The game seemed fated to end a churlish, curdled scoreless draw when, in the 73rd minute, Fire substitute Jason Johnson was whistled for a handball on DC's left wing. Fabian Espindola - subbed in to try to add a spark to moribund United - lofted a high free kick to the back post which Steve Birnbaum (the aforementioned centerback-playing-rightback) climbed highest to win, heading it down in front of goal. A thunderous follow-up shot was snuffed out by a diving Eric Gehrig, and the ball squibbed free to Conor Doyle, 22 yards from goal.

Here's the thing when you're cursed: It's not just that crappy things happen to you. It's that really great things happen to the wrong people right around you. And, let's say it - the Fire are cursed.

The ball spun out and Doyle strode forward, buoyed by the ill fortune of the Men in Red gawping at it spinning there. He struck it and it shifted up the energy spectrum past simple matter to some hybrid form for a moment, blurring and skipping through spacetime until interrupted by the crossbar and net behind Sean Johnson's head.

The introduction of Mike Magee twitched at the heavy, felted curtain of fate, but could not lift it, and the time ran out like the soggy last half-smoke in a long-forgotten pack: Damp, and bitter, and full of regrets. The crowd booed the display, and the results, and the ennui, and the curse, deepening all of them in the process.
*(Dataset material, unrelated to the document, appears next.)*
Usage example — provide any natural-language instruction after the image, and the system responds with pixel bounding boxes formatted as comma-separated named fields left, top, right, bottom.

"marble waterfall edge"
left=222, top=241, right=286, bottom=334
The Fire (4-9-2) host Charlotte Independence of USL in the Fifth Round of the US Open Cup Tuesday at Toyota Park.

Notes

- Shout out to Guly do Prado for some serious yeoman labor in the defensive phase tonight. Do Prado's willingness to pitch in defensively - and his penchant for wandering wherever the mood takes him - meant he largely cancelled DC's 3v2 advantage in central midfield tonight. Of course, that meant that there was no foil for Igboananike when he'd get behind the defense ... nobody rides for free.

- Shipp seems to be trying to split the difference between what he's being told to do and what he naturally wants to do, and I'm aching for the kid. Especially on a team as bereft of ideas (beyond 'turn and scoop it into space for the fast guy to run onto'), chaining him to the right side of the field means he's either cannot scheme in space, or cannot cover his defensive post. It sucks.

- Oh, if only Kennedy could finish. He's fast, and clever, and selfless, and the collected edit of his worst misses just in a Fire uniform could only be scored with 'Yakety Sax.' Slow down and find a corner, man - we want this to work out!

- Magee immediately showed what a difference he can make - his movement and timing had United grasping at straws, even if he did get a couple of narrow offside calls against him. At this point, though, Magee's return feels like it's coming just as the team spirals completely out of contention, again. Can Magee find the 2013 magic again?